Unfortunately, this is neither the place nor time to explain what these concepts are about. Still, they are exciting because by allowing us to analyze vast quantities of data with small amounts of information! 6) Big Data also requires dealing with different notions of approximation, sparsity, and smoothness. This is possible thanks to specific algorithms’ properties that make them independent from noisy or sparse inputs.
The last difference I will mention is imposing less restrictive conditions on the distributions you can model with as a consequence, statisticians might need to work on new descriptions, e.g., non-parametric models for Linked Open Data applications or data coming from social networks where friendship links are already known between nodes (e.g., Facebook).
What’s next?
Well, here are some open issues in Big Data that will undoubtedly keep the data scientists on their toes.

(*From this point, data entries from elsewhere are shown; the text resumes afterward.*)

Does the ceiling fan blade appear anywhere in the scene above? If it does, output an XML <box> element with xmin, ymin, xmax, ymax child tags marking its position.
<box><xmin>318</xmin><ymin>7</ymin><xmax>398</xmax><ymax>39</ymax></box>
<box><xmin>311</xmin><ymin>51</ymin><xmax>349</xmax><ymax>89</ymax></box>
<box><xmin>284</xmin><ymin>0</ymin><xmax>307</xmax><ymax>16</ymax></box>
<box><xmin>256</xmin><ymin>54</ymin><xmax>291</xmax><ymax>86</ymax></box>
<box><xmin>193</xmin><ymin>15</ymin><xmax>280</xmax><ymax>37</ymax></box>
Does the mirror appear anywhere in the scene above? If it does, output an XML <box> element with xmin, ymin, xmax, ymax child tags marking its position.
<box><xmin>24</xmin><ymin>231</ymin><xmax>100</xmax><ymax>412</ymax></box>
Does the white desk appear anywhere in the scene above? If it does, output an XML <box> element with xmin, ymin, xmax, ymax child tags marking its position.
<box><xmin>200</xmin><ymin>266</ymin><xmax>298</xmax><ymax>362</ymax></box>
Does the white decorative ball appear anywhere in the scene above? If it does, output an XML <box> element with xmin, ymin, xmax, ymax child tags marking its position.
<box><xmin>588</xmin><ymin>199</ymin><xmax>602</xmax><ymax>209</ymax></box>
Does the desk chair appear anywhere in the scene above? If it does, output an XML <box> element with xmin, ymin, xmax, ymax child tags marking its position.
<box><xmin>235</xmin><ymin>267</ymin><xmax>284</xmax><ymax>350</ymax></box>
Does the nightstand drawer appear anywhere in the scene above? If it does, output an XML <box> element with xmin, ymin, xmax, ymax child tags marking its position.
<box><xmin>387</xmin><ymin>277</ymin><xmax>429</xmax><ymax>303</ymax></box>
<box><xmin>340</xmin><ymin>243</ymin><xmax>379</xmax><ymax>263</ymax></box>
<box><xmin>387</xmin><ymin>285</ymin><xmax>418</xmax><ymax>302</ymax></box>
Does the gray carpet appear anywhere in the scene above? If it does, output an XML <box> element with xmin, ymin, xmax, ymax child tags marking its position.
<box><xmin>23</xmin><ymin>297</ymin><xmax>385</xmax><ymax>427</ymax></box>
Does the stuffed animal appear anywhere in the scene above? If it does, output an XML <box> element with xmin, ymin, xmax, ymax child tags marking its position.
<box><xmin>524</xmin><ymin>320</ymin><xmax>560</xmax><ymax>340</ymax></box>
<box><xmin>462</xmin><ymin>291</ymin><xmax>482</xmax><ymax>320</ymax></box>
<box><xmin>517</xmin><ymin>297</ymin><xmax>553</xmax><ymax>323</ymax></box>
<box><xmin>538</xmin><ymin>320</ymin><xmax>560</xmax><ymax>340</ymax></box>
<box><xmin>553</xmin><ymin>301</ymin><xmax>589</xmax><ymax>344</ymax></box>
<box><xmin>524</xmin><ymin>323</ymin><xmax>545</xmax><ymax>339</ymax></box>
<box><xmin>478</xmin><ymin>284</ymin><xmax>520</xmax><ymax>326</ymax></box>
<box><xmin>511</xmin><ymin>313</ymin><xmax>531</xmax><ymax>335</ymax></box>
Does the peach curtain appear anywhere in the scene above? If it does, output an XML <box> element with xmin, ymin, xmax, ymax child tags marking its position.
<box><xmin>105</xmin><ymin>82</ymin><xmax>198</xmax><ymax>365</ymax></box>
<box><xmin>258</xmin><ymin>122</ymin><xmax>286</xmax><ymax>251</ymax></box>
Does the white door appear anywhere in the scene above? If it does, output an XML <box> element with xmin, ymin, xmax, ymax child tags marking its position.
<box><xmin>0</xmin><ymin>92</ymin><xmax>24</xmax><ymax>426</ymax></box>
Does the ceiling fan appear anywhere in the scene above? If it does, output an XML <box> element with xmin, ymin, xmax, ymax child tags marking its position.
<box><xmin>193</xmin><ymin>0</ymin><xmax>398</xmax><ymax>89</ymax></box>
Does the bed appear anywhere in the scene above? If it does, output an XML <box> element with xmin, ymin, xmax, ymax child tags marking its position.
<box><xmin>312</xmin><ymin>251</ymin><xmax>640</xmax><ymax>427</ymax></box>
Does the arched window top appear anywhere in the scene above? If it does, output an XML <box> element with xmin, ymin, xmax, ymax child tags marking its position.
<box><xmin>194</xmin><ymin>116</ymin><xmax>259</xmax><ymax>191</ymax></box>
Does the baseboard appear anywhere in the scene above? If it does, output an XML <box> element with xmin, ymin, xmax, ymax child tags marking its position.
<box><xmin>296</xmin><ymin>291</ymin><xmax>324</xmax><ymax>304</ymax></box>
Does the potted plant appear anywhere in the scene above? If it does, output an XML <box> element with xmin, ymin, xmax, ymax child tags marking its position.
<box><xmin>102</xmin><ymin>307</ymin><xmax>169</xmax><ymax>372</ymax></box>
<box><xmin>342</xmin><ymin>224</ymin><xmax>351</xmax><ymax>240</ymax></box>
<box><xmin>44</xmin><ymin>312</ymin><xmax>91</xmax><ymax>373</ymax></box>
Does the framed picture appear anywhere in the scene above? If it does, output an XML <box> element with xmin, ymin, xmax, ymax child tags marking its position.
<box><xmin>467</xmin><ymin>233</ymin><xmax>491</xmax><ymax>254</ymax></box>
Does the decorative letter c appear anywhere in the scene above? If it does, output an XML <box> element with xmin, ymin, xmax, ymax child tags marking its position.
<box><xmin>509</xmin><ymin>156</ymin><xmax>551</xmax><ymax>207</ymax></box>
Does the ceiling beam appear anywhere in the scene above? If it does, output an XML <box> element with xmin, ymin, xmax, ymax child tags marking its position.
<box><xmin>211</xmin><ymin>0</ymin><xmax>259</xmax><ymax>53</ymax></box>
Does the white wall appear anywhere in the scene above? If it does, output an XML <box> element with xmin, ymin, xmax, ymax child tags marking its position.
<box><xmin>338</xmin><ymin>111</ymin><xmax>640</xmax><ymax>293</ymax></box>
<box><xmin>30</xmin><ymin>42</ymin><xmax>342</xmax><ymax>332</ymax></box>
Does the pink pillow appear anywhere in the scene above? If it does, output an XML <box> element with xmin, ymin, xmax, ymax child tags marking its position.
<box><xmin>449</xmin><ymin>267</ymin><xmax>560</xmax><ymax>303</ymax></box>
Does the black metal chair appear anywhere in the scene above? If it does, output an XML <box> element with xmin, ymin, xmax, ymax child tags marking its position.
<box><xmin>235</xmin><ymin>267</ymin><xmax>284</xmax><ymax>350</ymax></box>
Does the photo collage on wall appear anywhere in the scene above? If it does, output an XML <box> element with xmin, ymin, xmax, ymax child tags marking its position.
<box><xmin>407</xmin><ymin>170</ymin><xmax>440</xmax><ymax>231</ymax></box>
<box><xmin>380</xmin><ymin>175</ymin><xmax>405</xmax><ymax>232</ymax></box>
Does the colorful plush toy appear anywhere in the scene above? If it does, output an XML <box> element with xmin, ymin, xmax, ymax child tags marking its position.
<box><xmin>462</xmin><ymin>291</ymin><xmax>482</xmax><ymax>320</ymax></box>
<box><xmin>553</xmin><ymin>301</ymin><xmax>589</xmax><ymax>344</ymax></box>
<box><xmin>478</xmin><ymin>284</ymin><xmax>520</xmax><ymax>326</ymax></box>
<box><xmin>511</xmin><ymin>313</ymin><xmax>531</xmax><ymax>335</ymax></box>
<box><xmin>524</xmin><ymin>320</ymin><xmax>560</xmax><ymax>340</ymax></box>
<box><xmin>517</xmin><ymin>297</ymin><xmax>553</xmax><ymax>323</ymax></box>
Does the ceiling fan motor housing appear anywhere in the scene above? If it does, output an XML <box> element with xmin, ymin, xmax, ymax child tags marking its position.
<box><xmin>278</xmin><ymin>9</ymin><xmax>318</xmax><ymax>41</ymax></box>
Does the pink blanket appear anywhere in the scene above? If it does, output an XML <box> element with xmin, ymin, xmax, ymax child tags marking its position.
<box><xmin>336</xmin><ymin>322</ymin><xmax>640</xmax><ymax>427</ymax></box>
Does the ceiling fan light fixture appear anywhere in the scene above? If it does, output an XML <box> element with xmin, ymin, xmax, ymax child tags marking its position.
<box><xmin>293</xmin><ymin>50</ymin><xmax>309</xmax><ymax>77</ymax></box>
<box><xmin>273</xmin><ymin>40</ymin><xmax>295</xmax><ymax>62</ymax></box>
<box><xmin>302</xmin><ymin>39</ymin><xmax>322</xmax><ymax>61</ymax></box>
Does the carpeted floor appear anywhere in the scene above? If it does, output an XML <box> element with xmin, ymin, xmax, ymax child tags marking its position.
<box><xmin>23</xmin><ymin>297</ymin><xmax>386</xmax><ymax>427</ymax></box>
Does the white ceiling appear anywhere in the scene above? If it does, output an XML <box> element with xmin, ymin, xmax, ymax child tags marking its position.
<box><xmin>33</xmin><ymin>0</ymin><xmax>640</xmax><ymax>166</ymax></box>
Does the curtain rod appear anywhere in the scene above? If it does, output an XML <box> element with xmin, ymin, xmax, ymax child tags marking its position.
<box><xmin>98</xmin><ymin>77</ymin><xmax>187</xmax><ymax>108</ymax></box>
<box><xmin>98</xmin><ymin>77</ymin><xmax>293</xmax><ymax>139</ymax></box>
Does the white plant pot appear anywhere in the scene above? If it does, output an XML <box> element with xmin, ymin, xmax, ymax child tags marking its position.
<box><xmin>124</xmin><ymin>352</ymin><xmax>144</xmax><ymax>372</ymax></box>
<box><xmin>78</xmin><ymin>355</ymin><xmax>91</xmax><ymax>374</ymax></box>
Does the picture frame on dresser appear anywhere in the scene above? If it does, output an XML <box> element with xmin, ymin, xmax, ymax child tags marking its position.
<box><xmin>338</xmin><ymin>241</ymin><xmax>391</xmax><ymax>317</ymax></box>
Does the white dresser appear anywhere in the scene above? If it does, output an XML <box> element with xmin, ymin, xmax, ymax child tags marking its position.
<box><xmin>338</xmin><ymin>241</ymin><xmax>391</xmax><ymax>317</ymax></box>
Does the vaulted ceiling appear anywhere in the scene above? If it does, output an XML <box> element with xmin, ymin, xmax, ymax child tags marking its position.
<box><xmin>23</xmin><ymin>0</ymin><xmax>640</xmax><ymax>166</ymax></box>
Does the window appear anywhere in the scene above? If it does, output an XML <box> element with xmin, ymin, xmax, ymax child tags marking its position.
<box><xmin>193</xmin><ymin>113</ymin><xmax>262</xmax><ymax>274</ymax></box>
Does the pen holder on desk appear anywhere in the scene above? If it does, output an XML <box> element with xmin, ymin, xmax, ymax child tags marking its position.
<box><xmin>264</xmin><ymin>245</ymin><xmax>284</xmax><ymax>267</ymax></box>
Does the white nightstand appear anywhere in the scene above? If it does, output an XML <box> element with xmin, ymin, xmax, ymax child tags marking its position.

Think about what kind of requests Google may have to answer to a user! 1) New types of queries and queries that consider certain semantic notions. [A year ago, I would never have been able to predict many of today’s emerging problems regarding Big Data applications] how do you represent a social network over a vast number of users so that computing properties or statistical measures are fast enough?

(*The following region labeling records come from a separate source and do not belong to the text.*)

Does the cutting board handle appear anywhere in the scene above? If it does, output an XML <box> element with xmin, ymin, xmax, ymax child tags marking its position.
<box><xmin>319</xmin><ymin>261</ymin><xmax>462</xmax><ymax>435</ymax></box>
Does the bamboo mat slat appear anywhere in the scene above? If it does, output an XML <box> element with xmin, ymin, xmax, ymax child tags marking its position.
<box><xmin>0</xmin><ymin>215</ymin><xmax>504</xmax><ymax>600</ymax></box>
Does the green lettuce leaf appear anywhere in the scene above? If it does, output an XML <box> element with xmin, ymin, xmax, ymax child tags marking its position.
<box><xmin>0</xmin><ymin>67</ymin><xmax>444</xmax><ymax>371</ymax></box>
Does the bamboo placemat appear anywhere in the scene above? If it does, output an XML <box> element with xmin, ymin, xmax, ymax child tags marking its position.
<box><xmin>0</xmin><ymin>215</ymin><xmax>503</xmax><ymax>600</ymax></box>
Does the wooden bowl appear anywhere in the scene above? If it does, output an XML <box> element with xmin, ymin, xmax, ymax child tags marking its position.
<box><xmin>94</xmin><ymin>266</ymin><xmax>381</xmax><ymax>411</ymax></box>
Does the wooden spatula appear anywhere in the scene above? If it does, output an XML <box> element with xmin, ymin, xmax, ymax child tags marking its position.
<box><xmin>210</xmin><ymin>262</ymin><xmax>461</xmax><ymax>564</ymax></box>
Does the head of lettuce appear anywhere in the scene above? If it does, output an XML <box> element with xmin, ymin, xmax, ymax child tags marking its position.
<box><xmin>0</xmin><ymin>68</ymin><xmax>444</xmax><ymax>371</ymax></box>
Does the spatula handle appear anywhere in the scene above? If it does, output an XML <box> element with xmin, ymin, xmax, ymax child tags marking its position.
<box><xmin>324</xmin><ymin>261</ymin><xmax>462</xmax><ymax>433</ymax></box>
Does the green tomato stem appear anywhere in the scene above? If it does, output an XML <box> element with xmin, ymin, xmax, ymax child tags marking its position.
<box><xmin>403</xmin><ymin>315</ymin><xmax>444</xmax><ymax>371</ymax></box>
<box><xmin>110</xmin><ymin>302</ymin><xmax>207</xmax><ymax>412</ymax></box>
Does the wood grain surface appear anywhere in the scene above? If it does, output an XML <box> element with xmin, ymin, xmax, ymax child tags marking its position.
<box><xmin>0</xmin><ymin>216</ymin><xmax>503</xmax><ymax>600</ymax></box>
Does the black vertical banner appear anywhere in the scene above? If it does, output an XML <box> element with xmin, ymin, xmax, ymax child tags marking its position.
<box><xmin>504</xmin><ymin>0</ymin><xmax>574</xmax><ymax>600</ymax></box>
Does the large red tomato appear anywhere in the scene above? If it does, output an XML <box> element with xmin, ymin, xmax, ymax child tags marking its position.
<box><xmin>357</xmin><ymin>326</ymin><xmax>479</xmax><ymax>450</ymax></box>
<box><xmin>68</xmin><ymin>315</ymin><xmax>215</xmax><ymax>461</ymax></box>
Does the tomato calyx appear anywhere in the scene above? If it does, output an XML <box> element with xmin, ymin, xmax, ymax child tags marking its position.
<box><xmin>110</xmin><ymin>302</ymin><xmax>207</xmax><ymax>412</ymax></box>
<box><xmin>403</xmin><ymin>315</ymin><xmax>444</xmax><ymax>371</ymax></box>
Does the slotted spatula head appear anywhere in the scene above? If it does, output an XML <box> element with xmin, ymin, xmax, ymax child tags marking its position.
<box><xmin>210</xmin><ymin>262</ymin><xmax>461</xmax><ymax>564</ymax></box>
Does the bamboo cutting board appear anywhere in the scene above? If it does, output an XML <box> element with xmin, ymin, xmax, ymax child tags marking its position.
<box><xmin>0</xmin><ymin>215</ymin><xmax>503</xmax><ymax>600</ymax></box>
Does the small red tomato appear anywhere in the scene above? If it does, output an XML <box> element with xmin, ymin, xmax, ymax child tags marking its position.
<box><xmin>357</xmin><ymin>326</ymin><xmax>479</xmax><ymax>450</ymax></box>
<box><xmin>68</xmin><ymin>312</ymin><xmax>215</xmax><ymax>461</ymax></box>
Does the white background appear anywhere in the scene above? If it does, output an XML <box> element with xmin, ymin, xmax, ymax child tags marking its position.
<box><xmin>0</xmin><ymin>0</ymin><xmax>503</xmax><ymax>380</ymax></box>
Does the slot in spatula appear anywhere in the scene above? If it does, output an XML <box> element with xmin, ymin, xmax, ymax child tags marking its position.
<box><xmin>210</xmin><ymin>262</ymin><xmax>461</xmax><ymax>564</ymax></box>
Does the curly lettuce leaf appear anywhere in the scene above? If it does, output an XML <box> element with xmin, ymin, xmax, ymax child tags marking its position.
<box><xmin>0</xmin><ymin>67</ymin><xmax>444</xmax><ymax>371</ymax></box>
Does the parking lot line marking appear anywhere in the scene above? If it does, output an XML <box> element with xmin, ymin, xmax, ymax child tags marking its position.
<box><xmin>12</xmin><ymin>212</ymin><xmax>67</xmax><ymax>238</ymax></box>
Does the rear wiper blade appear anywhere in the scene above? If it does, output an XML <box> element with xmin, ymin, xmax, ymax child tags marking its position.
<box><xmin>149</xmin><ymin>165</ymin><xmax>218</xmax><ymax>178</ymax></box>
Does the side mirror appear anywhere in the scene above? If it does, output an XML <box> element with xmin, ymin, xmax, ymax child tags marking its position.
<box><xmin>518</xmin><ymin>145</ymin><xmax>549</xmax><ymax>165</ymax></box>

Remember all these articles about NSA being able to spy on us using secret programs called? 2) How can we use Big Data technologies while respecting privacy concerns? If someone could access our data and only know what is OK to share, how do we deal with our privacy? Can we design algorithms that will work both on Big Data and traditional data sets? This would be a fascinating philosophical question! Think about the 1+1 = 2 issue again.

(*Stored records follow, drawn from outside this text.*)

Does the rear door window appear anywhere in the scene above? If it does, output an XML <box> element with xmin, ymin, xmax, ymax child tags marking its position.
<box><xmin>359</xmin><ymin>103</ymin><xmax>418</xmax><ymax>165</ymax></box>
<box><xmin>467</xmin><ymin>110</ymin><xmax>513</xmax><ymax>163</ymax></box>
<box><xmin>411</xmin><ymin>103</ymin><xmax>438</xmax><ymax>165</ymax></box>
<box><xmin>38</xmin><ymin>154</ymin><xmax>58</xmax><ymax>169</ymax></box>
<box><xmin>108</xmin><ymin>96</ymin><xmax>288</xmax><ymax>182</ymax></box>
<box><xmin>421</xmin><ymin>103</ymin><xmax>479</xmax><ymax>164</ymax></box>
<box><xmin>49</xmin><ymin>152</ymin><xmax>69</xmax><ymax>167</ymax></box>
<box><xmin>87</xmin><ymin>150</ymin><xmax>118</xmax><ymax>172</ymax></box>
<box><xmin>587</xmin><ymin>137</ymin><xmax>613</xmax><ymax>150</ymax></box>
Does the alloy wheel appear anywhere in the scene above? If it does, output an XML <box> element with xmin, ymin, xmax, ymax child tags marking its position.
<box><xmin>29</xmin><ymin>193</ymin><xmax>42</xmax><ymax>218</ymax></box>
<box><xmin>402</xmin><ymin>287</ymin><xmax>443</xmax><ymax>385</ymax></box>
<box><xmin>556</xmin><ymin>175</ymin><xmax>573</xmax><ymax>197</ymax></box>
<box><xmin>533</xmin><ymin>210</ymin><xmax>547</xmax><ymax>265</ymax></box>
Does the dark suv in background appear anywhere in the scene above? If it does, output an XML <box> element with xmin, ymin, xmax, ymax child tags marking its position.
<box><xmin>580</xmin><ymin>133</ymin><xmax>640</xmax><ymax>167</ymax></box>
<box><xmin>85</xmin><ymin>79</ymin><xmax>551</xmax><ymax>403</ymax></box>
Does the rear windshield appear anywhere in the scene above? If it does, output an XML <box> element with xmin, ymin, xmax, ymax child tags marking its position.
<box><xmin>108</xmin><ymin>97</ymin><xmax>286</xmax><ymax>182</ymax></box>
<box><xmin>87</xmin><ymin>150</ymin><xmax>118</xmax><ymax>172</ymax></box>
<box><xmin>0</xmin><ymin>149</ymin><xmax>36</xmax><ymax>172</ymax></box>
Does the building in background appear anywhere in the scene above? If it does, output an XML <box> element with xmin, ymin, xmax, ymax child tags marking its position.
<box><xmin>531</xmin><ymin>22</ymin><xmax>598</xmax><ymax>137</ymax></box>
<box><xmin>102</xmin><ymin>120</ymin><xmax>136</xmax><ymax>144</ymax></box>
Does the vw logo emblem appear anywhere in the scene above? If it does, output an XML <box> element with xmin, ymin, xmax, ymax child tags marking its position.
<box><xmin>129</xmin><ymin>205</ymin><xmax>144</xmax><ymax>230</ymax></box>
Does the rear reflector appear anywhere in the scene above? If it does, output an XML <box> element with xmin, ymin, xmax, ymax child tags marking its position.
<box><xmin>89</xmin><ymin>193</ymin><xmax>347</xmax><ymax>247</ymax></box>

How can we push further our knowledge of statistical learning theory (i.e., limits on what you can learn from input/output examples)? And don’t forget all those new phrases like online learning, active learning, or transfer learning; they also deserve to be studied and understood.
What other models should be used for Big Data applications? Remember: not all problems can be solved using statistics and optimization. When no samples are available, sampling techniques might fail, and we end up using models that can’t be efficiently computed (e.g., sampling from Big Data). I still think we need to find a way to deal with those issues… How do we approach them? Are neural networks the answer, or maybe cellular automata? Can you combine different machine learning algorithms and statistical notions to exploit Big Data properties better and respect our needs regarding privacy, costs, and queries?
We still don’t know how to deal with unbalanced data sets very well. Do you remember all these techniques for imbalanced problems like SMOTE or random oversampling? Well, it seems they are not good enough anymore! As such, what should we do? Can you find new ways to deal with those issues, or are we not able to?
What about using notions of information-theoretic lower bounds for approximating interactions in social networks. How can probability theory help us for Big Data applications? I think the future looks bright thanks to Big Data.
Finally, stay curious and always ask yourself what’s your motivation before doing science! Why do you want to understand something? Is it because somebody told you so, or do you have a real problem that bothers you every day at work? If it’s the second reason, then keep going! You are already halfway there. If not, maybe try again later.